Dr. Ryan Mailloux, PhD
Department of Biochemistry
Assistant Professor
Mitochondrial Redox Biology Laboratory
Memorial University, St. Johns, Newfoundland
 
Research Description
Dr. Mailloux's research interests include defining the function of redox signals in regulating mitochondrial ROS release, characterization of the velocity for ROS release from the potential 12 sites of production, and the contribution of mitochondrial antioxidant defenses in the clearance of cellular ROS. His lab is currently invested in fully characterizing the function of protein S-glutathionylation in controlling mitochondrial bioenergetics and the role these redox signals play in 1) regulating whole body energy metabolism, 2) the adaptation of muscle to exercise, 3) controlling ROS release from the 12 sites of production in liver and cardiac tissue.
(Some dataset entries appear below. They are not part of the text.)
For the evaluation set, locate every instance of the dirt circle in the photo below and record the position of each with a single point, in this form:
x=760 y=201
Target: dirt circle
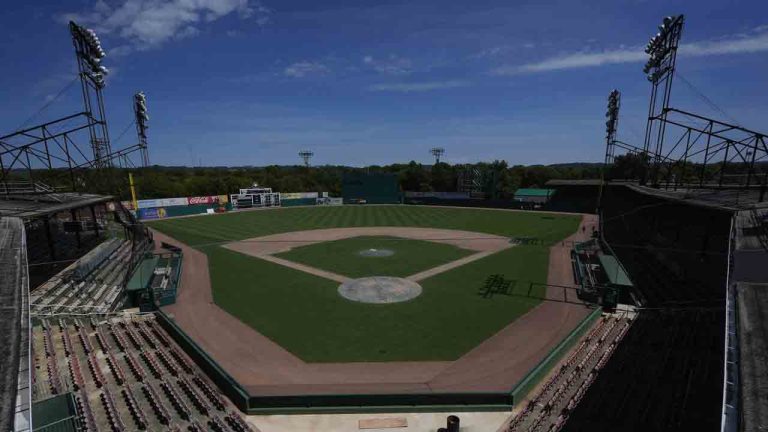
x=376 y=253
x=380 y=290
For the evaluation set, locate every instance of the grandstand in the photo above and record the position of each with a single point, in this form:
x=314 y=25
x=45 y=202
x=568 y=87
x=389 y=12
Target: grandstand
x=14 y=326
x=94 y=284
x=60 y=227
x=672 y=371
x=123 y=373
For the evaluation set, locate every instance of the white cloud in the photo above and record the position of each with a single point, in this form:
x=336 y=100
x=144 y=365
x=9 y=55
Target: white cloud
x=149 y=23
x=392 y=65
x=755 y=42
x=305 y=68
x=418 y=86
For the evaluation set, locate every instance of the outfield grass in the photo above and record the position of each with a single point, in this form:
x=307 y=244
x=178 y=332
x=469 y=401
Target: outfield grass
x=305 y=314
x=203 y=230
x=343 y=256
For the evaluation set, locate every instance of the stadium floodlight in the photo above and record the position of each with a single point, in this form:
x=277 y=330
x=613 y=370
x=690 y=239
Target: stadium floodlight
x=437 y=152
x=662 y=48
x=306 y=155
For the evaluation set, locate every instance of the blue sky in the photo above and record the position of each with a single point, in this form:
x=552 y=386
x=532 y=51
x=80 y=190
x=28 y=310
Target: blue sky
x=244 y=82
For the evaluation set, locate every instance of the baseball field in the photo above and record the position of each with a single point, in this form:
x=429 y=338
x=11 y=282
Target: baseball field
x=279 y=271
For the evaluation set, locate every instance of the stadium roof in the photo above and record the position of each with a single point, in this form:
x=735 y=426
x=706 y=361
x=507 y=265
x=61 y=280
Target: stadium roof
x=534 y=192
x=33 y=206
x=586 y=182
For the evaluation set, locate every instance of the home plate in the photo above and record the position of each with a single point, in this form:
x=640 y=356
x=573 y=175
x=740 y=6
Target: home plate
x=389 y=423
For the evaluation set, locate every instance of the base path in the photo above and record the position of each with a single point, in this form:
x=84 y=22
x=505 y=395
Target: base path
x=265 y=368
x=267 y=246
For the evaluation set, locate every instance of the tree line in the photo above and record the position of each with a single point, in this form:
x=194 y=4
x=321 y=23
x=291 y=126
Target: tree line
x=497 y=178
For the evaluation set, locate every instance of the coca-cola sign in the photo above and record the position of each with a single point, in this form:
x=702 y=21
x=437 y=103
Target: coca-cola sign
x=203 y=200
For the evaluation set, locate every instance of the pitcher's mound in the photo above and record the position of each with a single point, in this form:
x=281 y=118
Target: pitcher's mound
x=375 y=253
x=380 y=289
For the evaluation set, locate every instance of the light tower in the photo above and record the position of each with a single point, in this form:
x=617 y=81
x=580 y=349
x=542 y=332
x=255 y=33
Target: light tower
x=142 y=118
x=660 y=69
x=306 y=155
x=437 y=152
x=611 y=124
x=92 y=73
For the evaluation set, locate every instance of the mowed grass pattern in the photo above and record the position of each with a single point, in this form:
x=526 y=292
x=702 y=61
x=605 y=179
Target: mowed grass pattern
x=305 y=314
x=343 y=256
x=203 y=230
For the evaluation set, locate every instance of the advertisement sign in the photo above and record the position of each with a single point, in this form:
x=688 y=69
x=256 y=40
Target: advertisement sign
x=298 y=195
x=203 y=200
x=439 y=195
x=162 y=202
x=152 y=213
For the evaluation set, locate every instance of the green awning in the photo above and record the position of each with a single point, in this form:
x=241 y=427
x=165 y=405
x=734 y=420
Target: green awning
x=614 y=271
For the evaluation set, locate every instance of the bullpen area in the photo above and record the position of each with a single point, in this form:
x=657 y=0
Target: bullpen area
x=333 y=307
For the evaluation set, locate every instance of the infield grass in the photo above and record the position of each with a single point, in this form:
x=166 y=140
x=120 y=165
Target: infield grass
x=306 y=315
x=343 y=256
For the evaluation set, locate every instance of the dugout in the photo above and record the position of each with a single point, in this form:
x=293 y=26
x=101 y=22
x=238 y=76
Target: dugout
x=365 y=188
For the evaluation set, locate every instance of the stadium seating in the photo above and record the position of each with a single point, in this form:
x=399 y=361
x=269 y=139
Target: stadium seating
x=132 y=382
x=667 y=374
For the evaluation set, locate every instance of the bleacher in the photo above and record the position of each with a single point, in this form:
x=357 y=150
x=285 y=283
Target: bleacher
x=126 y=375
x=667 y=374
x=98 y=291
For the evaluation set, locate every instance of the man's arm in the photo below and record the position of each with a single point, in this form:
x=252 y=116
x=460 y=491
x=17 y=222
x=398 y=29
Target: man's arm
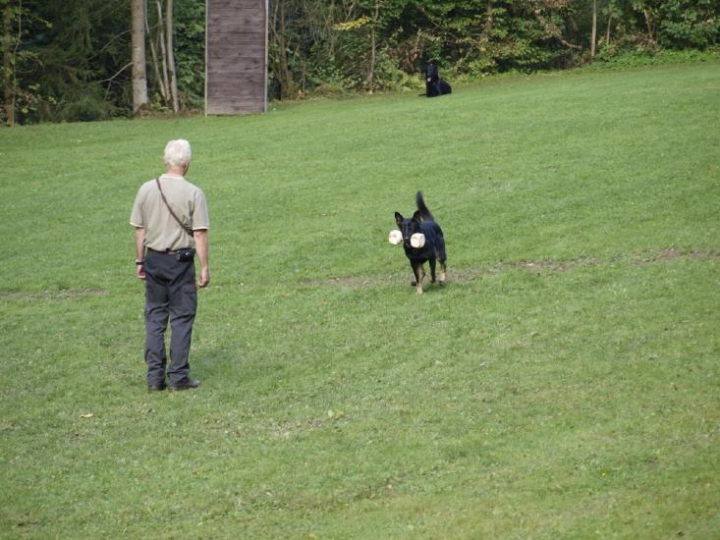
x=140 y=251
x=203 y=252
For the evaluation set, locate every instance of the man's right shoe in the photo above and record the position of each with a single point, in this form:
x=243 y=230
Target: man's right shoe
x=187 y=384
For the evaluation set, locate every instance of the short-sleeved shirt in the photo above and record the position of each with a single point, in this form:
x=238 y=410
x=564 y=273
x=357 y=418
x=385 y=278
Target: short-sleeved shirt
x=162 y=231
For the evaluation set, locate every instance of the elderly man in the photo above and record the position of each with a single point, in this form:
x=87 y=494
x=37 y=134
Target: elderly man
x=170 y=217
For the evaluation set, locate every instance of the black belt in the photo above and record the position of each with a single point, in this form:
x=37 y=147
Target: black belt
x=166 y=252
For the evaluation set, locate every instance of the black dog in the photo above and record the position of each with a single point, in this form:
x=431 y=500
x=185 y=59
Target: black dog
x=434 y=248
x=434 y=85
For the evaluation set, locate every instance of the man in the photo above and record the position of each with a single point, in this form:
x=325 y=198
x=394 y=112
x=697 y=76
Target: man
x=170 y=217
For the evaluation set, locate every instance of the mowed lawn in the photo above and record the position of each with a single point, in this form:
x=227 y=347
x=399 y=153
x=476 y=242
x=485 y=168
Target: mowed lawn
x=565 y=383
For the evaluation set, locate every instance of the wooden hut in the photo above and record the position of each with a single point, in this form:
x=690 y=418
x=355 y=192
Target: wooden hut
x=236 y=56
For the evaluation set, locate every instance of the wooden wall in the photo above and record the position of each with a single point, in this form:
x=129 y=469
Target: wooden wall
x=236 y=56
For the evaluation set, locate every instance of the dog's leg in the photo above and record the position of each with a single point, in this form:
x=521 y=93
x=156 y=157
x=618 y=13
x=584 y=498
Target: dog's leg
x=442 y=257
x=419 y=272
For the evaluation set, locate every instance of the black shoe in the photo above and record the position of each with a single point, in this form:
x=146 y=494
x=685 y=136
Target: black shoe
x=187 y=384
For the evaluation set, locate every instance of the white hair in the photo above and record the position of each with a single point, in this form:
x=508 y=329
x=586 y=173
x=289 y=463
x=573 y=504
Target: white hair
x=177 y=153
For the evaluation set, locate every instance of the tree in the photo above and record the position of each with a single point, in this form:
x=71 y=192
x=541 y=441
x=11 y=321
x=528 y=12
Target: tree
x=139 y=76
x=7 y=73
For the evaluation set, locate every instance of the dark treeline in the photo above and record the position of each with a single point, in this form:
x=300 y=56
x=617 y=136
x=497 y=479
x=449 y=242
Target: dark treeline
x=70 y=60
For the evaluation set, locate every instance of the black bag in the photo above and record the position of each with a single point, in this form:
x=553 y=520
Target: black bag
x=185 y=254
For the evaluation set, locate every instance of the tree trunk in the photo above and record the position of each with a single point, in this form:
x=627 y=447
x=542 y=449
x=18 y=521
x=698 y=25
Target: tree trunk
x=593 y=38
x=171 y=56
x=139 y=75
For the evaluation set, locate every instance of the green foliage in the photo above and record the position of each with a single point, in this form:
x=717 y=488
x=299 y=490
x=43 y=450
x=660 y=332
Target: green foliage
x=79 y=50
x=564 y=384
x=691 y=24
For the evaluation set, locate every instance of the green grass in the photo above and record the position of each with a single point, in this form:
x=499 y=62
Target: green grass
x=564 y=384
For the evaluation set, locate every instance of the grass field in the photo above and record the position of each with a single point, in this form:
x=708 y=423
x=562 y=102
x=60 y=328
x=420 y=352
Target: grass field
x=564 y=384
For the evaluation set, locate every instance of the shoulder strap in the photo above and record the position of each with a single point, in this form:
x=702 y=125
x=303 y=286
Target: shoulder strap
x=186 y=229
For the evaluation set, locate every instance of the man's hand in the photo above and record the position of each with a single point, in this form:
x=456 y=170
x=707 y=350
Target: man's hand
x=204 y=278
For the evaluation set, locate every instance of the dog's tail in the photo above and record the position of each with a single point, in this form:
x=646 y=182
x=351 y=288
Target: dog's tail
x=422 y=208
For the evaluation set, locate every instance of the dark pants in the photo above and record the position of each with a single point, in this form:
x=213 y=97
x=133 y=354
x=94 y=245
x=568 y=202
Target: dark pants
x=170 y=294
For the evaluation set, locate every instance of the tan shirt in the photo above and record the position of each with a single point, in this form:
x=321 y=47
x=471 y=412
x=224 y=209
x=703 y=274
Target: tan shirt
x=150 y=213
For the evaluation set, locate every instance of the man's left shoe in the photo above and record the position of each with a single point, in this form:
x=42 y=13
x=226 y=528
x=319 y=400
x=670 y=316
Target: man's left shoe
x=187 y=384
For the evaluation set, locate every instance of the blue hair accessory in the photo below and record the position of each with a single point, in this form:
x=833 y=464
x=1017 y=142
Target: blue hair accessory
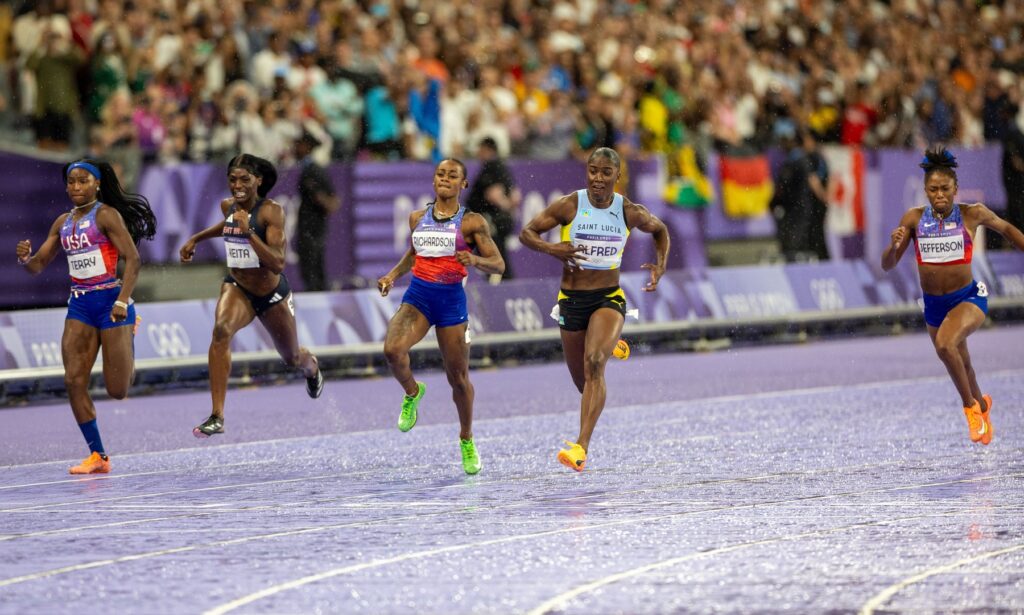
x=87 y=166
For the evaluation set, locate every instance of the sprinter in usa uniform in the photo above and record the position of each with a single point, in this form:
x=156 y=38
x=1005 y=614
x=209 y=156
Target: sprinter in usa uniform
x=443 y=237
x=955 y=304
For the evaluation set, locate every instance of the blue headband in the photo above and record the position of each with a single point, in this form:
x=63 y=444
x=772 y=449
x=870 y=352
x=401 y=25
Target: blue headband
x=87 y=166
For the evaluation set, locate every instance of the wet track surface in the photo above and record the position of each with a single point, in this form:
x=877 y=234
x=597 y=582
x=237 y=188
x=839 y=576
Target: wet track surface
x=834 y=476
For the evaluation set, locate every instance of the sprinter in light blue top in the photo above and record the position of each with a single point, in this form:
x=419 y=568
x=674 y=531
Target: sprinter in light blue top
x=600 y=232
x=595 y=225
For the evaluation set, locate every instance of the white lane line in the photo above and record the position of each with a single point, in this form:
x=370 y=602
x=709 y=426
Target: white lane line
x=273 y=589
x=88 y=479
x=180 y=491
x=886 y=595
x=178 y=550
x=686 y=401
x=561 y=601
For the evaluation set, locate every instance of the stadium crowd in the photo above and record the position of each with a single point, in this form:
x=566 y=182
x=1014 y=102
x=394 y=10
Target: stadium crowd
x=175 y=80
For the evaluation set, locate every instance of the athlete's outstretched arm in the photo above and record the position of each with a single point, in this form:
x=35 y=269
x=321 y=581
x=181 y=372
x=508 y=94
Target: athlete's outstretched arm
x=558 y=213
x=640 y=217
x=34 y=263
x=271 y=252
x=113 y=225
x=488 y=260
x=988 y=218
x=188 y=250
x=404 y=265
x=899 y=239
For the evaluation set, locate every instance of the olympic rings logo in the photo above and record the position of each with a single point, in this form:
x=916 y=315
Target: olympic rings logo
x=523 y=314
x=169 y=339
x=827 y=294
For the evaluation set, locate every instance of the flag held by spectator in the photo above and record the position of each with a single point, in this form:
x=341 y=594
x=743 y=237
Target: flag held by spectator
x=747 y=185
x=846 y=190
x=690 y=188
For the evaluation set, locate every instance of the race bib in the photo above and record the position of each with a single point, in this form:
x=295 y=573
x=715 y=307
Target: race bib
x=241 y=254
x=941 y=250
x=86 y=264
x=602 y=252
x=433 y=244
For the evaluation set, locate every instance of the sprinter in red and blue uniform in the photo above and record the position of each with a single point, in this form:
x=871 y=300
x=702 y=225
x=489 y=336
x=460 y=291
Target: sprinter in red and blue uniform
x=103 y=225
x=955 y=304
x=442 y=236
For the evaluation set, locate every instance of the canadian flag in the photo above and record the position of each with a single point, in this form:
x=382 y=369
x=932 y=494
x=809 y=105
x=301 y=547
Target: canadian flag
x=846 y=189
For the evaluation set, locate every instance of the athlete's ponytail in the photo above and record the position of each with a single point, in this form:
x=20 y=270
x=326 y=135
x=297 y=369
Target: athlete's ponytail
x=258 y=167
x=939 y=160
x=138 y=217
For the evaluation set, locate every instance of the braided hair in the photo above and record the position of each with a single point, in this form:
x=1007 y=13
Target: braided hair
x=138 y=217
x=939 y=160
x=258 y=167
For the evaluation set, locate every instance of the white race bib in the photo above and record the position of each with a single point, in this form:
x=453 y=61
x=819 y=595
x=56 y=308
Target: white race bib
x=86 y=264
x=941 y=250
x=433 y=244
x=241 y=254
x=602 y=252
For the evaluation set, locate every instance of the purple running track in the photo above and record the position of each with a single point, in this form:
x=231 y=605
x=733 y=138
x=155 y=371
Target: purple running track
x=833 y=476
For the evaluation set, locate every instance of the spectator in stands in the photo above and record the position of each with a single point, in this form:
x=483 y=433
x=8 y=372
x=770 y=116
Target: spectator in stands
x=317 y=200
x=494 y=194
x=342 y=105
x=57 y=101
x=1013 y=166
x=794 y=203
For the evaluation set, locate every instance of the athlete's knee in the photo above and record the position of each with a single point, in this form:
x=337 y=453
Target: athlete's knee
x=946 y=349
x=77 y=382
x=222 y=333
x=393 y=352
x=118 y=390
x=594 y=363
x=459 y=379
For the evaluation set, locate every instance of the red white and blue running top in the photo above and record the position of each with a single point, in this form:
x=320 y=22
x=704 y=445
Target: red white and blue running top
x=435 y=243
x=943 y=242
x=92 y=259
Dr. Mailloux's research also focuses on the function of transhydrogenase in clearing ROS formed in the cytoplasm and the potential implication of mitochondria in degrading cellular redox signals generated by cytoplasmic ROS producers like NADPH oxidase. Finally, his work is also invested in ascertaining which high velocity sites for ROS release from mitochondria contribute to the development of heart disease and reperfusion injury to the myocardium.